Since Shapiro in his testimony mentions the name of Matiss Lutrinsh, we think it important to touch upon this issue as well. As Professor Ezergailis correctly noticed: “He was interrogated many times and he doesn't hide his rescue tale.” But it is not quite clear how Lutrinsh’s rescue is connected to Cukurs and what sources provide a basis for a conclusions that Cukurs played any part in Lutrinsh’s rescue.

There are many testimonies of the members of Arajs's squad about the work of “the Jew Lutrinsh” in the garage (available in the Latvian State Archive). But none of them mention Cukurs in regards to Lutrinsh.

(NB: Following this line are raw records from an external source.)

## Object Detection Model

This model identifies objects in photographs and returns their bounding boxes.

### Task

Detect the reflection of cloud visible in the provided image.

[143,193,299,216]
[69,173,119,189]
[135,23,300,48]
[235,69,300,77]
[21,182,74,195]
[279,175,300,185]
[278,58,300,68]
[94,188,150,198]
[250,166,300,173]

The circumstances of Lutrinsh’s rescue are mentioned briefly in the procedural materials of the SS Obergruppenfuhrer Friedrich Jeckeln's case. Also, these circumstances are described in detail in two interrogation protocols (years 1976 and 1978), which are stored in Latvian State Archive. Their content as a shorter version is included into the final document of Viktors Arajs’s court case stored in the Hamburg Court Archive. But Cukurs as Lutrinsh’s savior is not mentioned there either.

Testimonies of Medalje

One more survivor – Ella Medalje – just like Lutrinsh, gave testimonies several times that were included into the basis for the verdict of Hamburg Court in Viktors Arajs’s case. Later her memoirs were published. Just like Lutrinsh, she saw Cukurs in July-August of 1941 at 19 Valdemara Street, where she was imprisoned for a while, and later she saw him on December 8th in Rumbula.

When talking about the events of December 8th, she says that both Arajs and Cukurs were mercilessly beating people. But regarding Cukurs participating in the murders of people in the streets of Ghetto on November 30th she says she knew only from hearsay.

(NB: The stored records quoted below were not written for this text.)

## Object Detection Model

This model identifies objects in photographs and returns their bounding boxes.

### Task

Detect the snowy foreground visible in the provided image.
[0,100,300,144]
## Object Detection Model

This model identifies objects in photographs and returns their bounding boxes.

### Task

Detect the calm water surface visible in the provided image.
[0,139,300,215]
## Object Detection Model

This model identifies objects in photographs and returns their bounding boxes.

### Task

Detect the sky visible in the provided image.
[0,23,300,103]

Regarding her being at Arajs’s headquarters, in 1975 she testified the following:

“One night, approximately at the end of the second week (of imprisonment – M.V., I.L.) two guards entered the detainee quarters and started choosing new women with a help of a flashlight. They took them away somewhere. The women were brought back one by one, they cried a lot, but didn’t say anything. The next morning those women – 5 or 6 of them – were taken away in a car, I don’t know where. Out of all of them I remember only Bavilska, who I have never seen again. One of these women I saw later in Ghetto. She told me they were raped that night. Besides Arajs, I also knew Cukurs. I knew about him from before the war, from newspapers that glorified him as a famous Latvian aviator. Once during imprisonment I had to clean Cukurs’s study. He told me I didn’t look like a Jew”.

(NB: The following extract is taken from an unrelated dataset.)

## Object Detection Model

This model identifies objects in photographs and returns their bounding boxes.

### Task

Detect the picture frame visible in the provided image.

In 1978 some details were added to the testimony: “To be clear, I can add that the next day after that incident (the rape of 5 or 6 women – M.V, I.L.) I had to clean Cukurs’s study and under the sofa I found Bavilska’s belt”.

Here are presented only a few excerpts from documents, memoirs, interrogation protocols. Ghetto survivors recalled Cukurs in different countries and at different times. In some cases, the rumors of his deeds became legends, but who could blame the survivors for that, since to them Cukurs was really a devil incarnate and on par with many famous Nazi criminals. Though, of course, he wasn’t “the butcher of the Ghetto”, he was just one of many.

Herbert Cukurs

Born in 1900 in Libave (Liepaja). In 1933, aviator Cukurs completed a flight to Gambia and became a national hero. Upon his return, he published a diary “My flight to Gambia”. In 1937, he wrote a novel “Between the sky and the sun”. In July 1941, after the capture of Riga by the German troops, Cukurs joined the Auxilary Police and later the Arajs's execution squad. He took part in mass killings of Latvian Jews in Riga Ghetto and in Rumbula. Not long before the end of the war he fled to Brazil. In 1965 Cukurs was assassinated in Uruguay by the agents of Mossad.